In Optimising a search of several thousand files, McDarren presented an interesting search problem.

He found his solution--narrowing the start point through his knowledge of where the crash happened and then applying a linear search--quite quickly, before I had a chance to offer my solution.

However, if you didn't have that knowledge of the data, this becomes quite an interesting problem. As the data points are not strictly ascending, you cannot use a binary search.

The data points plotted (in reverse time order) would look something like:

71 --- 70 --- 69-- --- 68 ------- --- 68 --- 67 --- 66 --- .. 0 --------------------------------------------------------------

Note: I've shown the possibility that he continued playing after the crash and accumlated an extra level from the restored value of 68.

The problem is similar to finding a local maxima or minima, for which there is an algorithm call a Ternary search. But if the he'd managed to raise his level after the crash, that would no longer work as it requires strictly descending values either side of the maxima. It would also need adapting to handle duplicate values.

Playing around, I came up with what I'll call a Probe Search in the absence of my ability to find any prior art that looks similar.

The basic idea is that you probe the dataset at some regular interval, looking for a value greater than the $currlevel value (or could be 0). If you fail to find a higher value (quite likely), you half the step size, loop back and probe again.

If you succeed in finding a higher value, you then have a upper/rightmost boundary at the probe that found it. And the preceeding probe forms a lower/leftmost boundary. So you set your hi and lo limits to these, recalculate the step size; reset the limit to the higher value you found, and loop back to the start.

Eventually, you will decrease the boundaries and increase the limit to the point where you will fail to find another higher value. You then step back from the hi limit linearly to find the leftmost file with the highest limit and you're there.
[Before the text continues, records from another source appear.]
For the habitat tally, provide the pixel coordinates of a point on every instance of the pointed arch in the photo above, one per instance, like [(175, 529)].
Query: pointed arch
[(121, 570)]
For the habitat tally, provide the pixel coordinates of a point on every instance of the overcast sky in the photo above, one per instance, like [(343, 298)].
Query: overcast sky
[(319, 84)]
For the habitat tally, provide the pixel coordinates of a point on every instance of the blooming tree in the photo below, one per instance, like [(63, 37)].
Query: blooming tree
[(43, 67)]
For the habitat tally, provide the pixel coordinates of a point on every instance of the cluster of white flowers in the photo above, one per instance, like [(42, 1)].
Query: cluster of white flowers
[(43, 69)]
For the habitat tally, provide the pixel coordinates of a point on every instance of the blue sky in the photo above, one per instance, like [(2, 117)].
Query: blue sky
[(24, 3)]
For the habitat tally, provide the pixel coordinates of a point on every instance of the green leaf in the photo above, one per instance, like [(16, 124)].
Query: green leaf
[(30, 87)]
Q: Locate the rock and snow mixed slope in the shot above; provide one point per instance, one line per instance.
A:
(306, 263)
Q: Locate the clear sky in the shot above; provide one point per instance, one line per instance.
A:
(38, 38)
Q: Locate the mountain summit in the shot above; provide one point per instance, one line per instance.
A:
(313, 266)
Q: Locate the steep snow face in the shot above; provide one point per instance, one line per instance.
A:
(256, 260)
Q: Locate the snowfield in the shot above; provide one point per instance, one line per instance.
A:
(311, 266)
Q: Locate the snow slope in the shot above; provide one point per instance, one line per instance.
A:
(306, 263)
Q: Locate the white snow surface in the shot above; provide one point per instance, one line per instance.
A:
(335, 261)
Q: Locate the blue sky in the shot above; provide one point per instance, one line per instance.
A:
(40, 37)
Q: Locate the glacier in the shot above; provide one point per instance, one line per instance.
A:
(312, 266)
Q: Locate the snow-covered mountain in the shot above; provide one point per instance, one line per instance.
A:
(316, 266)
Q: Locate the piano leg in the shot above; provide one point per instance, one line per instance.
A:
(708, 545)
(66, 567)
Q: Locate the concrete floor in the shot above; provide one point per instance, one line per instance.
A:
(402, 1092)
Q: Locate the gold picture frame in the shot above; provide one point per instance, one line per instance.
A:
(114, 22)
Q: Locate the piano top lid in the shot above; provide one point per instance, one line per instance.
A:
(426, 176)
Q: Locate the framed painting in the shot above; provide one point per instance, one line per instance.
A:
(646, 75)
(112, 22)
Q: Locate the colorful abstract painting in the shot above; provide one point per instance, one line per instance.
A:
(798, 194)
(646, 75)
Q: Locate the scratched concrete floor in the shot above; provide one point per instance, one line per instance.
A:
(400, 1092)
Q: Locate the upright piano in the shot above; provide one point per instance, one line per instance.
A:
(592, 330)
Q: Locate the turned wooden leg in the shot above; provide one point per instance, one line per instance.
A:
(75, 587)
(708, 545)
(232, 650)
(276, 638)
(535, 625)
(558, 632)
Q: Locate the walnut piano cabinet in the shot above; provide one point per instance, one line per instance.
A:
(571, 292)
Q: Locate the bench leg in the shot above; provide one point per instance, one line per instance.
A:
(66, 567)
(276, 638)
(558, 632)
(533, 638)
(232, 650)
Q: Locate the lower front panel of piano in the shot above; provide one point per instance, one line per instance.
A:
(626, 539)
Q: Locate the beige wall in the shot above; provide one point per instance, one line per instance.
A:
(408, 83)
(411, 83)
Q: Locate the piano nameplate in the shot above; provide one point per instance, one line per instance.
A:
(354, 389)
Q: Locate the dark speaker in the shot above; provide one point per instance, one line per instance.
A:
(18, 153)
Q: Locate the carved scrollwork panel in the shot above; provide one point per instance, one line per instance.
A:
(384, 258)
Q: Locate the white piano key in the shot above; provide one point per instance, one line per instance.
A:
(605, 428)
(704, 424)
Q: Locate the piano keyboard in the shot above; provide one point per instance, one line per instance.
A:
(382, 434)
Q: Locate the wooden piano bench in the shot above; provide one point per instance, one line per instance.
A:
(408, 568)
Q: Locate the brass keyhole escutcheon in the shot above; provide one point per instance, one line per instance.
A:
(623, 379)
Here is a subroutine to implement the algorithm. I've substituted an array for the files for testing.

sub probe { use integer; my( $aref, $lo, $hi, $limit, $istep ) = @_; my $step = ( $hi - $lo ) / $istep; { my $i = $lo; $i += $step while $i <= $hi and $aref->[ $i ] <= $limit; if( $i >= $hi ) { if( $aref->[ $hi ] == $limit ) { --$hi while $aref->[ $hi - 1 ] == $limit; return $hi; } $step /= 2; } else { $limit = $aref->[ $i ]; $lo = $hi - $step; ## Update: Swapped the order of this li +ne and the next $hi = $i; $step = int( ( $hi - $lo ) / $istep ); # $istep was wrongl +y '10' } redo; } }

To test this out I generated an array of values to simulate the level values in the files:

my $ramping = 57000 - 9029; my $step = int( $ramping / 72 ); my $leftovers = $ramping - ( $step * 72 ); my $tiedObj = tie my @levels, 'Tie::Array::CountReads'; @levels = ( ( 68 ) x 9029, map( (( $_ ) x $step ), reverse 0 .. 71 ), (0) x $leftovers );

I then tied that array to a custom tie, to allow me to count the number of read references to the array. This represents the number of files you would have to read.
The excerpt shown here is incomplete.